Anton Ewing, no stranger to the role of Telephone Consumer Protection Act (“TCPA”) plaintiff, presumably thought he was home free. The clerk of the Federal District Court in San Diego had entered default judgments against the three remaining defendants in the case he brought alleging that they had “engaged in a scheme to ‘use the wires of the United States to criminally call him’” and thus violated, among other statutes, the TCPA. Mr. Ewing’s motion  that the Court formally enter default judgments under Rule 55 of the Federal Rules of Civil Procedure (“FRCP”) was unopposed.

Not so fast, ruled Judge Anthony Battaglia. Applying factors applicable to such motions in the Ninth Circuit, he observed that “although well-pleaded allegations in the complaint are admitted by a defendant’s failure to respond, ‘necessary facts not contained in the pleadings, and claims which are legally insufficient, are not established by default.’”

The Court noted that the TCPA “makes it unlawful to use automatic telephone dialing system [“ATDS”] without the consent of the called party, to call any cellular telephone.” To sufficiently allege such a violation, Mr. Ewing had to plead two elements – “(1) a call to a cellular telephone; (2) via an ATDS.” When it came to Mr. Ewing’s TCPA allegations, his complaint missed the mark.

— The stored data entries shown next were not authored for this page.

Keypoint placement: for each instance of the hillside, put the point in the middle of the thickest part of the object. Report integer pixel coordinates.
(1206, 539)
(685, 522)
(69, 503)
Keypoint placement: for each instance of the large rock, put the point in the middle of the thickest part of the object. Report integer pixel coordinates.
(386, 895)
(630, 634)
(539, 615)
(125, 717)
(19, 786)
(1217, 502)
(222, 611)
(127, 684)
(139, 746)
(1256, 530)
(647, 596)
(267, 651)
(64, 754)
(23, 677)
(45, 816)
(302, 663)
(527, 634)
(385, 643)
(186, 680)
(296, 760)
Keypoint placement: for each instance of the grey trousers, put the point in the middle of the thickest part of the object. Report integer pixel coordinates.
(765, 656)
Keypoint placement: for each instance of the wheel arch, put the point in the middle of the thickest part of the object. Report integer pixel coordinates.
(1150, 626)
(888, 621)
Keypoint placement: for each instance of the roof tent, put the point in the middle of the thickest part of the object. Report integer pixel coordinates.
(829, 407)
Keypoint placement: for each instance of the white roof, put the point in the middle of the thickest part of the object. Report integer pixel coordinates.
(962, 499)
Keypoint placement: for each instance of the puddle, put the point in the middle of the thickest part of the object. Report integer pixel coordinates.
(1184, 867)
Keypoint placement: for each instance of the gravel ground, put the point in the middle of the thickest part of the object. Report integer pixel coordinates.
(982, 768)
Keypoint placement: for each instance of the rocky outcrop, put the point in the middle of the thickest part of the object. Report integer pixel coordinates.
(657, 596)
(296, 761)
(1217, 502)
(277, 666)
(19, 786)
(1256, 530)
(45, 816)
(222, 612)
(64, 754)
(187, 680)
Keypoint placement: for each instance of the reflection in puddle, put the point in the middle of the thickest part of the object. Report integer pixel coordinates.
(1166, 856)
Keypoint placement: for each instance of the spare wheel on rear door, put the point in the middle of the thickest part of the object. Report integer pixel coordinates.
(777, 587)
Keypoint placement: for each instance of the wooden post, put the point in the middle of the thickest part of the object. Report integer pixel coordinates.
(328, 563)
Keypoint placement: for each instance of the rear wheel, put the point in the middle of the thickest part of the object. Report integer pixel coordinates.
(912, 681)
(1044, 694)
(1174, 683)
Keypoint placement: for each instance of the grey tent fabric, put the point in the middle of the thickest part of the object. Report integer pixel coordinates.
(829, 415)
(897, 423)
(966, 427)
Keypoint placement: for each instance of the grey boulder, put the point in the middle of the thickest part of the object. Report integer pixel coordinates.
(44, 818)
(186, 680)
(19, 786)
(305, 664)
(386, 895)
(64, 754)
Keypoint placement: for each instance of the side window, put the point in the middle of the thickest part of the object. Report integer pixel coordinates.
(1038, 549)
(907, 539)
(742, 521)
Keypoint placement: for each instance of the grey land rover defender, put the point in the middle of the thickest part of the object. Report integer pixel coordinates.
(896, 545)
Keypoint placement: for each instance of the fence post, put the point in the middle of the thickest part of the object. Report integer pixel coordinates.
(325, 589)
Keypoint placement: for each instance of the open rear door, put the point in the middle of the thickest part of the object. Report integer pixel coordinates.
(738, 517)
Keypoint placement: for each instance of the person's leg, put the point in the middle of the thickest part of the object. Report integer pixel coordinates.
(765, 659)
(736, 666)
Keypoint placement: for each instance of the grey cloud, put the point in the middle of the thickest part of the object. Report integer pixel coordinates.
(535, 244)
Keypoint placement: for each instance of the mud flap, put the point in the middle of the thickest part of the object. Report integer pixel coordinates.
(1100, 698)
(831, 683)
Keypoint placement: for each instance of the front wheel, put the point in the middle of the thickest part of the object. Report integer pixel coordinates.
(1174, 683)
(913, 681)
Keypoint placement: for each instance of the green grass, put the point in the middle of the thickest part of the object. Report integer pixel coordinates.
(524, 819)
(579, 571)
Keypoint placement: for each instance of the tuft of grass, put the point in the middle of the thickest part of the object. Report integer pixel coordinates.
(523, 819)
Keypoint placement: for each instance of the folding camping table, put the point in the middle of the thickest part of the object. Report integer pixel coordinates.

Although seemingly hinting around the use of an ATDS, the Court found that the complaint never clearly alleged that the defendants used such a device in calling him or which defendants made “automated telephone calls” to him and when. True, in his motion for default judgment, he specified how many times two of the defendants called him – but, as the Court observed, “these allegations are not found in the complaint.”

The plaintiff pleaded that the details regarding one defendant’s calls were set forth in an exhibit attached to the complaint. But the Court found that the exhibits were not in fact “attached to the complaint and …incorporated by reference,” as required under the FRCP. Judge Battaglia observed that the “[p]laintiff does not use the word ‘exhibit’ once in his complaint” and the “Court will not consider the Plaintiff’s voluminous and unreferenced exhibits as support.”

Bottom line: Mr. Ewing, who has a history with this Court, did not state a legally sufficient claim under the TCPA against the three defendants, motion for default judgment was denied and case to be closed. So, in TCPAWorld, the clerk’s entry of default does not always result in to the Court’s ultimate grant thereof.